These are high-intent searches. These people aren’t browsing. They have a problem and they want a solution. They’ll click the first result that looks credible, read the page, and make a call. If you’re not in the results, that customer goes to someone else. Not because they’re better than you — just because they showed up and you didn’t.
A website isn’t a vanity project. It’s how people who need you right now find you.
The Two Work Better Together
Let’s be clear: this isn’t about abandoning Instagram. It’s about giving it a partner.
Social media is where you whisper, “Hey, I exist, and I’m worth paying attention to.” Your website is where you prove it. One without the other is like having a shop with a gorgeous window display but no door — or a beautiful shop interior that no one can find down a dark alley.
When someone finds you on Instagram, they often have a few flickering seconds of curiosity. If you can send them to a website that loads fast, looks professional, and gives them exactly what they need — your story, your prices, a way to book — you’ve made it effortless for them to become a customer. That’s the whole game.
What to Do Next
If you’ve read this far, you already sense that relying entirely on rented ground might be riskier than it feels day to day. The good news is that building a website is far simpler and more affordable than it was five years ago.
Here’s the practical path forward:
- Don’t abandon social media. Keep posting. Keep engaging. It’s still your best tool for building awareness and personality.
- Get a website. Even a simple, fast, professional one-page site is infinitely better than nothing. It gives you a permanent address, a place to send people for details, and a presence on Google.
- Connect the two. Put your website link in your Instagram bio. Mention it in your stories.
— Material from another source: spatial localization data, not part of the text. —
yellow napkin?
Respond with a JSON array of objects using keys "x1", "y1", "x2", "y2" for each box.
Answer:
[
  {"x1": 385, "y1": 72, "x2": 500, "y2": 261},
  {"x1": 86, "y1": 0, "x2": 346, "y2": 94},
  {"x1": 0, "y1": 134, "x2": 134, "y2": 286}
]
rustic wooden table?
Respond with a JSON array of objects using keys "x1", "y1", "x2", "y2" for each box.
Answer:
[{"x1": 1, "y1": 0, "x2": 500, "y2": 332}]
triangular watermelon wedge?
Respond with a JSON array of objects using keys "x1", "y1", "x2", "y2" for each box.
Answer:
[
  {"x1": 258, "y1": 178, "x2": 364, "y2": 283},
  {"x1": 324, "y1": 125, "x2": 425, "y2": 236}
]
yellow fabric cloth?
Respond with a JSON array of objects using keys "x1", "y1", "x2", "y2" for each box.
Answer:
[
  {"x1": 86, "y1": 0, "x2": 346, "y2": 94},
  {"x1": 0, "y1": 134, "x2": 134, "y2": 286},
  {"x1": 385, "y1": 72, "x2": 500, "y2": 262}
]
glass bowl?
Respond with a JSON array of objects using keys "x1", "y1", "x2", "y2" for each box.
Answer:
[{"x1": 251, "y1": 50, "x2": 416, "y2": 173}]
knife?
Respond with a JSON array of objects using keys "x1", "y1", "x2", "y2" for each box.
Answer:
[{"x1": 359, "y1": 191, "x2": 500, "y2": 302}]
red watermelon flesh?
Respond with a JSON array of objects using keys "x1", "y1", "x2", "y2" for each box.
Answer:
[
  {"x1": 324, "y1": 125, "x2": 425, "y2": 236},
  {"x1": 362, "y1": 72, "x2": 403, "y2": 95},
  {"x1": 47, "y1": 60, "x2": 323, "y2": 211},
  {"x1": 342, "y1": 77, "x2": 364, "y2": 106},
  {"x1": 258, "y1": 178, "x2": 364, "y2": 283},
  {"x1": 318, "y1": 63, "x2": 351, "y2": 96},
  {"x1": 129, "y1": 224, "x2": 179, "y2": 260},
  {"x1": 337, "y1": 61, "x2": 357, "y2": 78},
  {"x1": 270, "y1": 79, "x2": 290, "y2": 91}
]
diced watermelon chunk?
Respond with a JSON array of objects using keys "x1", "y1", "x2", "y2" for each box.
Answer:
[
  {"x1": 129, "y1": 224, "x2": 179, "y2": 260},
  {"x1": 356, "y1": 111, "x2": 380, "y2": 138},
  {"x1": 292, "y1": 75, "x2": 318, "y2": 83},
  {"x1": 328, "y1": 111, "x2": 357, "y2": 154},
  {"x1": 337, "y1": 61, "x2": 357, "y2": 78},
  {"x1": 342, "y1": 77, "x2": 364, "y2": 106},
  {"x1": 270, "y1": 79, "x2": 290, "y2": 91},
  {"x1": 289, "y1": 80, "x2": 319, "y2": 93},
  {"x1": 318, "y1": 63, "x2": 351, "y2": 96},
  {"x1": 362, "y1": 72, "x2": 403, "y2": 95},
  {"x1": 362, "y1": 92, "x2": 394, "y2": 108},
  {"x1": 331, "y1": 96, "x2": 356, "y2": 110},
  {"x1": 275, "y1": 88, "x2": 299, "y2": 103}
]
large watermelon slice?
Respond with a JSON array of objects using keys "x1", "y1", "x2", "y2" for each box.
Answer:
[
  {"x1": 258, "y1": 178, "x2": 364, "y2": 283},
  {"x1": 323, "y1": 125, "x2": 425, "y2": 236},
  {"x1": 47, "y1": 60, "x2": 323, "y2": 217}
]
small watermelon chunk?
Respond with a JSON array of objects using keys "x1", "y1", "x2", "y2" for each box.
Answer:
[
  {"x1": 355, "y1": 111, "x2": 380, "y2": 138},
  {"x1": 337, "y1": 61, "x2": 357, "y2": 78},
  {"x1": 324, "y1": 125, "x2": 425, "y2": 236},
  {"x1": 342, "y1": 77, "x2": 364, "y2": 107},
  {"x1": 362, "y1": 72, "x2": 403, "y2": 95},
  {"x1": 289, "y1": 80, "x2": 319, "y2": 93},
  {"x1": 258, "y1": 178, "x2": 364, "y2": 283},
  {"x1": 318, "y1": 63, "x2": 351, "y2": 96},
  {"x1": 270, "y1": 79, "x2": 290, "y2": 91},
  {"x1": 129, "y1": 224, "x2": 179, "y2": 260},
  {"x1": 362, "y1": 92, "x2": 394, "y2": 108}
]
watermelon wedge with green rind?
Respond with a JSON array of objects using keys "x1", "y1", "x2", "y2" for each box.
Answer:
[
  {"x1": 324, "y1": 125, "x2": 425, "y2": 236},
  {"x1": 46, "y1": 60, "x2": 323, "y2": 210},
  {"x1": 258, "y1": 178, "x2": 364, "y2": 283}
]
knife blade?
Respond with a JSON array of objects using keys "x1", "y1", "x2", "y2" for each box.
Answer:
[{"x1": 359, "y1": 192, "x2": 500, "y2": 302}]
Add it to your email signature. Let social media feed your website, and let your website close the deal.
If you’re wondering about the options — Wix, Squarespace, hiring a developer — we’ve written an honest comparison that breaks down the pros, cons, and real costs of each path: Wix vs Squarespace vs Hiring a Developer.
And if you want a website that loads instantly, costs nothing to host, and never needs maintenance, that’s exactly what we build. Take a look at our landing page service to see how it works.
A website isn’t a magic wand, but it is a foundation. It gives you a permanent address in a world of temporary rentals. It’s the place your Instagram followers go when they’re ready to take the next step, and the place strangers find you when they need you most. You don’t need to choose between social media and a website — you just need to own your corner of the internet. Once you do, every post, every reel, and every recommendation has somewhere solid to point to.